Verhaltenstipps der Polizei bei Schockanrufen
- Lassen Sie sich nicht unter Druck setzen, auch nicht durch angeblich dringende Ermittlungen, zum Beispiel zu einem Einbruch in der Nähe oder einer Kaution, die unbedingt zu bezahlen ist!
- Die Polizei fordert niemals Bargeld, Überweisungen oder Wertgegenstände von Ihnen, um Ermittlungen durchzuführen! Legen Sie einfach auf!
- Geben Sie am Telefon niemals Auskünfte über Ihr Hab und Gut, Ihr Bargeld und Ihre Wertgegenstände! Legen Sie einfach auf!
- Lassen Sie niemanden in die Wohnung, der sehen will, wo Sie Geld oder Schmuck aufbewahren!
- Rufen Sie nie über die am Telefon angezeigte Nummer zurück! Drücken Sie KEINE Wahlwiederholung.

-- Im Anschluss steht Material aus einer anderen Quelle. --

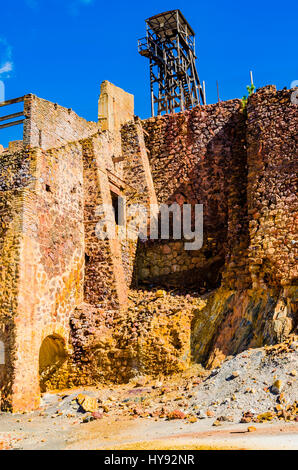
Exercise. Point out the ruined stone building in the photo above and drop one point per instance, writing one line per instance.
(67, 314)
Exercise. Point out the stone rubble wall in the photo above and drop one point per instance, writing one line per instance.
(50, 125)
(272, 188)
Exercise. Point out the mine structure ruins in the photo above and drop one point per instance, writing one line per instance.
(170, 46)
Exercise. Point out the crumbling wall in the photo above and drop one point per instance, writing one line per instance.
(49, 259)
(199, 157)
(272, 188)
(15, 174)
(235, 320)
(49, 125)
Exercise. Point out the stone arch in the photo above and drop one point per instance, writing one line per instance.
(53, 354)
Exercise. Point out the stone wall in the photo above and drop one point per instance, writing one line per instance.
(235, 320)
(272, 188)
(50, 125)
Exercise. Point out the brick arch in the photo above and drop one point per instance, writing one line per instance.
(56, 329)
(54, 351)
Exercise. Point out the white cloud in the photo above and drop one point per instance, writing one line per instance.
(32, 4)
(6, 63)
(7, 67)
(77, 4)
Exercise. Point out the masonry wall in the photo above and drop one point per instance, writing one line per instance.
(199, 157)
(272, 188)
(50, 125)
(15, 174)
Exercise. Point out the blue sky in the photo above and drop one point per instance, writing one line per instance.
(63, 50)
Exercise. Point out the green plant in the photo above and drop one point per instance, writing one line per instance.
(250, 88)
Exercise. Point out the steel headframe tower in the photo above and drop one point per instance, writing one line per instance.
(170, 46)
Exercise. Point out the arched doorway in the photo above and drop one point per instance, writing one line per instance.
(52, 356)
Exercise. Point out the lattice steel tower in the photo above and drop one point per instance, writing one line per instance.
(170, 46)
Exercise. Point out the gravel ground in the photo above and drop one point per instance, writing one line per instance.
(148, 408)
(244, 383)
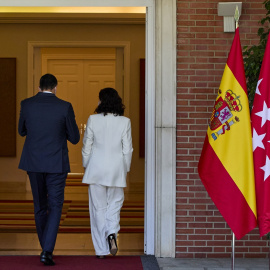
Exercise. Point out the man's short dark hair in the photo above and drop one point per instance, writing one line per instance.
(47, 82)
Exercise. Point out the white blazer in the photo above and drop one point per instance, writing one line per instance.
(107, 150)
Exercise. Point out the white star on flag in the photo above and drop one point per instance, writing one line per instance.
(264, 114)
(257, 88)
(266, 168)
(257, 140)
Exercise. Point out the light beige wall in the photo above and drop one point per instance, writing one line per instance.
(14, 40)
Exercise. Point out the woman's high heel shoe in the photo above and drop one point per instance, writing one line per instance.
(112, 244)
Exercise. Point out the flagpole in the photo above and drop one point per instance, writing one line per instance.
(236, 17)
(233, 247)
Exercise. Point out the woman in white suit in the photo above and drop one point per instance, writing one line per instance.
(107, 151)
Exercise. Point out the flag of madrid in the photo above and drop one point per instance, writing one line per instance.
(260, 118)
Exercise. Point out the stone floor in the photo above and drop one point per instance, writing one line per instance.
(212, 264)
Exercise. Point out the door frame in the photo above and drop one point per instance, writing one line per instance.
(160, 162)
(125, 45)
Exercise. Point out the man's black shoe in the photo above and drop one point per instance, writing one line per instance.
(46, 258)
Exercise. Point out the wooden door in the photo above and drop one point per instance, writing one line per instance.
(79, 82)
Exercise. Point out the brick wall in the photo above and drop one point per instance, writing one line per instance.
(202, 50)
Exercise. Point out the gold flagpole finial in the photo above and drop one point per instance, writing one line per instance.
(236, 17)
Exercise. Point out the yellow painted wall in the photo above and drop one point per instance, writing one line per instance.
(14, 40)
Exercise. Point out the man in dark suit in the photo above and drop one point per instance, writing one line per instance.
(47, 122)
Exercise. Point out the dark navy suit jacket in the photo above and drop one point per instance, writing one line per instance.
(47, 122)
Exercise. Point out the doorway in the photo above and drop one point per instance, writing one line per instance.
(160, 188)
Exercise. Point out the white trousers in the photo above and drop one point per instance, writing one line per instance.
(105, 204)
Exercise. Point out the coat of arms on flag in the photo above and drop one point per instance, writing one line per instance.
(223, 112)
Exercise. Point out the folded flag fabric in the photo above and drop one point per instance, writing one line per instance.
(226, 163)
(260, 118)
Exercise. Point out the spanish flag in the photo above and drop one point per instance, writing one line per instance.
(226, 163)
(260, 118)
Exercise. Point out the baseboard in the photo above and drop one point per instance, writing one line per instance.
(12, 187)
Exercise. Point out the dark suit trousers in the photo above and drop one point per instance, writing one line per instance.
(48, 196)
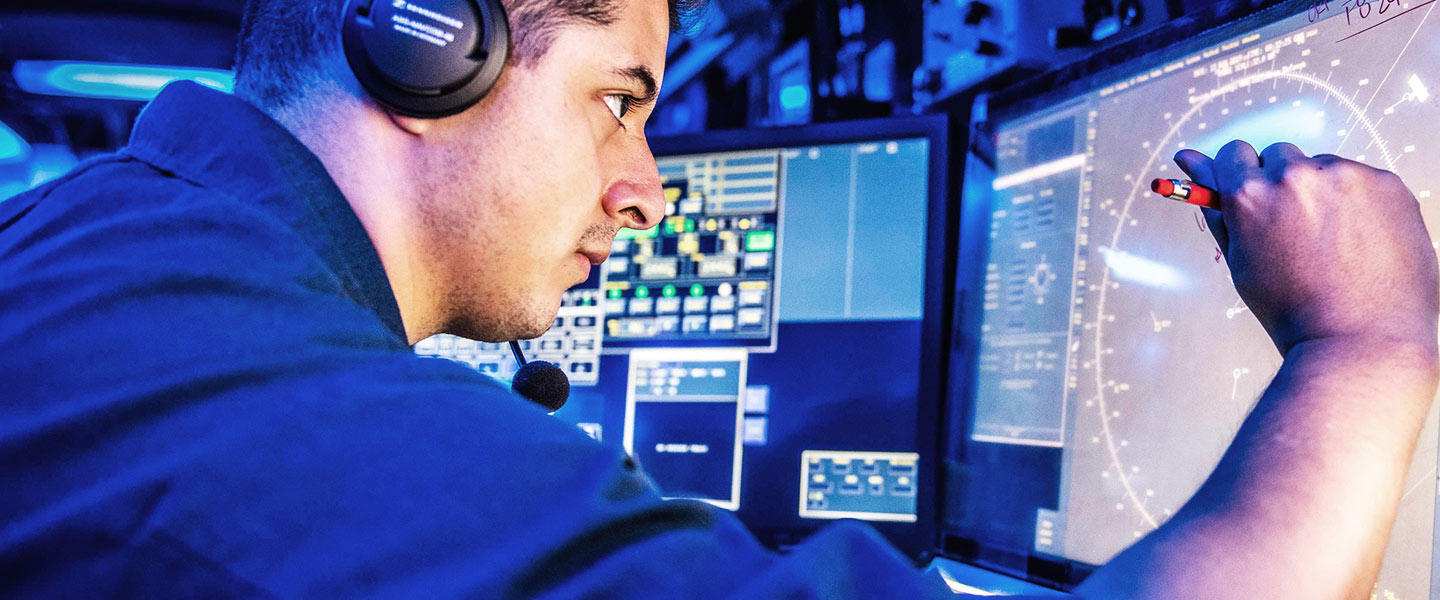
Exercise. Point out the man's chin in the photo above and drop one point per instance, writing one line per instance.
(517, 327)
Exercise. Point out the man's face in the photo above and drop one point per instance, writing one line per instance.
(520, 194)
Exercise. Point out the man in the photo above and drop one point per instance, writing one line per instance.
(209, 389)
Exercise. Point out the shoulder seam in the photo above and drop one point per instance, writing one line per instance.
(210, 564)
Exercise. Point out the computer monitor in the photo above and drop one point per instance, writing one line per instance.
(1106, 358)
(776, 344)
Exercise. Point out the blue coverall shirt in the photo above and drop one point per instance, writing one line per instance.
(206, 392)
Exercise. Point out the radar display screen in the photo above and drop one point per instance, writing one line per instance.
(1109, 328)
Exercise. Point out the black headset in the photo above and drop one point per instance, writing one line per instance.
(426, 58)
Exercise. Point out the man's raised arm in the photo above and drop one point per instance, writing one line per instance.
(1334, 259)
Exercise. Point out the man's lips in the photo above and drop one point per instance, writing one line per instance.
(595, 256)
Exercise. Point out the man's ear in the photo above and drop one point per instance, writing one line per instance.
(412, 125)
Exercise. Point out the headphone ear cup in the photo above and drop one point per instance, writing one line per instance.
(429, 58)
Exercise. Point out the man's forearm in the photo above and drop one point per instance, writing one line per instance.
(1303, 501)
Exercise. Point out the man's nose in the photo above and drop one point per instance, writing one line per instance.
(635, 197)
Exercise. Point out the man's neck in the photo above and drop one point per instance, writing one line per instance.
(354, 141)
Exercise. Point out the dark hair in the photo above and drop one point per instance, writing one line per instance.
(282, 41)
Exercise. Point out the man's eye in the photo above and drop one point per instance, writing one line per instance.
(618, 104)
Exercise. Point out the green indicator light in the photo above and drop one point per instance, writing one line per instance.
(759, 241)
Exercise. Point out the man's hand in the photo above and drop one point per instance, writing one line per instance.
(1324, 246)
(1335, 262)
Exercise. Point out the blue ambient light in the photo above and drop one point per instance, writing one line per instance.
(794, 97)
(115, 81)
(13, 148)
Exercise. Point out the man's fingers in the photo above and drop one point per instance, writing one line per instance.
(1276, 157)
(1236, 163)
(1216, 222)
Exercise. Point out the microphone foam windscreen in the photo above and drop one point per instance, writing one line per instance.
(542, 383)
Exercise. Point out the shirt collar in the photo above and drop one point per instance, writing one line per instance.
(222, 143)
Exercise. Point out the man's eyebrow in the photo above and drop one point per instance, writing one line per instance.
(641, 75)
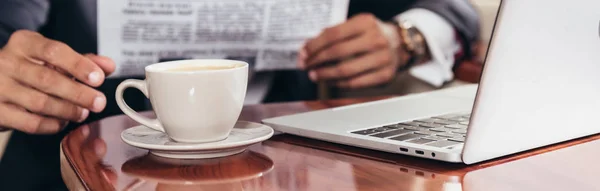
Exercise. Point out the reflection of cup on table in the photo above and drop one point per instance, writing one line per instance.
(205, 174)
(195, 101)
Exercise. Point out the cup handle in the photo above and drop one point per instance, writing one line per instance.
(140, 85)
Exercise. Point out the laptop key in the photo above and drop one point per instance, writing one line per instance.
(445, 122)
(411, 128)
(392, 133)
(425, 132)
(436, 138)
(456, 126)
(439, 129)
(412, 124)
(385, 128)
(421, 141)
(371, 131)
(459, 119)
(432, 125)
(447, 135)
(460, 131)
(407, 137)
(459, 139)
(429, 120)
(393, 126)
(444, 143)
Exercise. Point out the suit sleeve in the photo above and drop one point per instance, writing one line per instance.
(21, 14)
(459, 13)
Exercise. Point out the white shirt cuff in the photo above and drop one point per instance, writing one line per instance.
(441, 42)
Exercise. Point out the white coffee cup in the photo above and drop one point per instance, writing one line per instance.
(195, 101)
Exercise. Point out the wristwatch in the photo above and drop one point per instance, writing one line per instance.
(411, 41)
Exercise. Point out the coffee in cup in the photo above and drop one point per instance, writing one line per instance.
(195, 101)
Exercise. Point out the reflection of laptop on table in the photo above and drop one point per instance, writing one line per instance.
(540, 86)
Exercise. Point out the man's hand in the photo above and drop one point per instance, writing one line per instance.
(45, 83)
(364, 52)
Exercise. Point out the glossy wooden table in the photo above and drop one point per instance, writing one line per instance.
(95, 158)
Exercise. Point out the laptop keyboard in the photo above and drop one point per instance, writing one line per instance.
(444, 131)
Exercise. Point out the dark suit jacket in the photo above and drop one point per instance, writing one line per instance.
(31, 162)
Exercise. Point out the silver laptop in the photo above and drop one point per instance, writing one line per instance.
(540, 86)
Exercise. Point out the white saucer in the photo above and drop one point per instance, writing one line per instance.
(243, 135)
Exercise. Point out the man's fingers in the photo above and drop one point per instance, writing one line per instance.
(40, 103)
(34, 45)
(355, 26)
(369, 41)
(107, 64)
(353, 67)
(374, 78)
(21, 120)
(52, 82)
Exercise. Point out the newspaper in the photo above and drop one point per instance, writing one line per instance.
(266, 33)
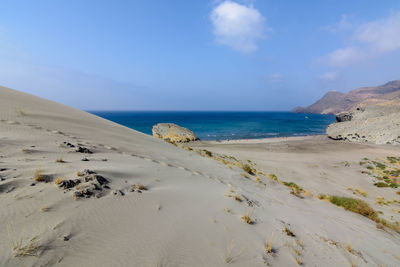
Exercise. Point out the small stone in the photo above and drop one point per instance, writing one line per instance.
(77, 194)
(118, 193)
(82, 149)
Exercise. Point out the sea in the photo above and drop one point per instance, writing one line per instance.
(226, 125)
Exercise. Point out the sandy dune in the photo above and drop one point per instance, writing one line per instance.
(188, 216)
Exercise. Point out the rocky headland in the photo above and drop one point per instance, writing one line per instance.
(171, 132)
(368, 114)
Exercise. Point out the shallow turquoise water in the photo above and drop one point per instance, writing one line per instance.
(220, 125)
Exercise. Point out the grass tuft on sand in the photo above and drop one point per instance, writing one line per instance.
(30, 248)
(355, 205)
(38, 176)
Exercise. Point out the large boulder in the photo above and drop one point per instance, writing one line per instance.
(173, 133)
(344, 116)
(379, 124)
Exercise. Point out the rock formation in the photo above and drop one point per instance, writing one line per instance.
(173, 133)
(375, 123)
(335, 102)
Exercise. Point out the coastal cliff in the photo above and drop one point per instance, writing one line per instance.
(334, 102)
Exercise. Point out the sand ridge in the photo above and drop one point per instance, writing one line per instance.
(194, 210)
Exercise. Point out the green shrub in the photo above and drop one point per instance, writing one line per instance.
(381, 184)
(247, 168)
(355, 205)
(293, 185)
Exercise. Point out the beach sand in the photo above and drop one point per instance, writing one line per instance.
(192, 209)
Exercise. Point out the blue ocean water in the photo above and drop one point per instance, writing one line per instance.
(217, 125)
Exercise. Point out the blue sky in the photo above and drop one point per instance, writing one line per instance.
(197, 54)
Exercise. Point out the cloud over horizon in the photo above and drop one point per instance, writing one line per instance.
(369, 40)
(238, 26)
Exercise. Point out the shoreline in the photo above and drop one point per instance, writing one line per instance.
(262, 140)
(71, 182)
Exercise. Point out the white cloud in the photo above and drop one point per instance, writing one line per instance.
(238, 26)
(342, 25)
(369, 40)
(328, 76)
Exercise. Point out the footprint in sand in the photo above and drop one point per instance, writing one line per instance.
(13, 122)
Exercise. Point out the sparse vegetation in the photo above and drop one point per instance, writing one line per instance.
(237, 198)
(268, 246)
(30, 248)
(59, 180)
(273, 176)
(288, 232)
(208, 153)
(293, 186)
(355, 205)
(139, 187)
(38, 176)
(358, 191)
(381, 184)
(247, 219)
(247, 168)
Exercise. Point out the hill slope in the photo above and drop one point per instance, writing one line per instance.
(70, 195)
(334, 102)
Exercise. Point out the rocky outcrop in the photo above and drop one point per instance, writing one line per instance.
(375, 123)
(344, 116)
(173, 133)
(334, 102)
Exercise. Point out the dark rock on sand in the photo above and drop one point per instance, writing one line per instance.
(344, 116)
(173, 133)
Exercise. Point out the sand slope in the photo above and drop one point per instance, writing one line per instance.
(185, 218)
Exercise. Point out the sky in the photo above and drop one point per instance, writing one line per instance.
(197, 54)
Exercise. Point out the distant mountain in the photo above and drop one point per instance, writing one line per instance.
(334, 102)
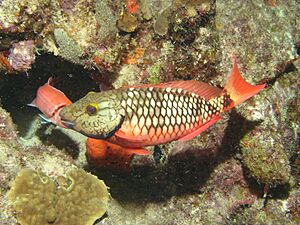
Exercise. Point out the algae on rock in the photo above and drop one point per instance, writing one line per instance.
(78, 199)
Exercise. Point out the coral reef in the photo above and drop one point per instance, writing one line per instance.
(245, 169)
(78, 199)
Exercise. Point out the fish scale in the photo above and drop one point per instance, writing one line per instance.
(148, 114)
(165, 113)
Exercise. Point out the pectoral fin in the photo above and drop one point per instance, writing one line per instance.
(199, 130)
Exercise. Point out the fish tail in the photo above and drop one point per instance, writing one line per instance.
(238, 89)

Legen Sie auf und wählen Sie dann den Notruf 110!
- Erstatten Sie immer, auch im Versuchsfall, Anzeige bei Ihrer Polizeiinspektion!
- Insbesondere die Jüngeren werden ausdrücklich gebeten: sprechen Sie offen über die perfiden Maschen der Telefonbetrüger und sensibilisieren Sie so Ihre nahestehenden Verwandten und Bekannten, die Opfer solcher hinterhältigen Anrufe werden könnten!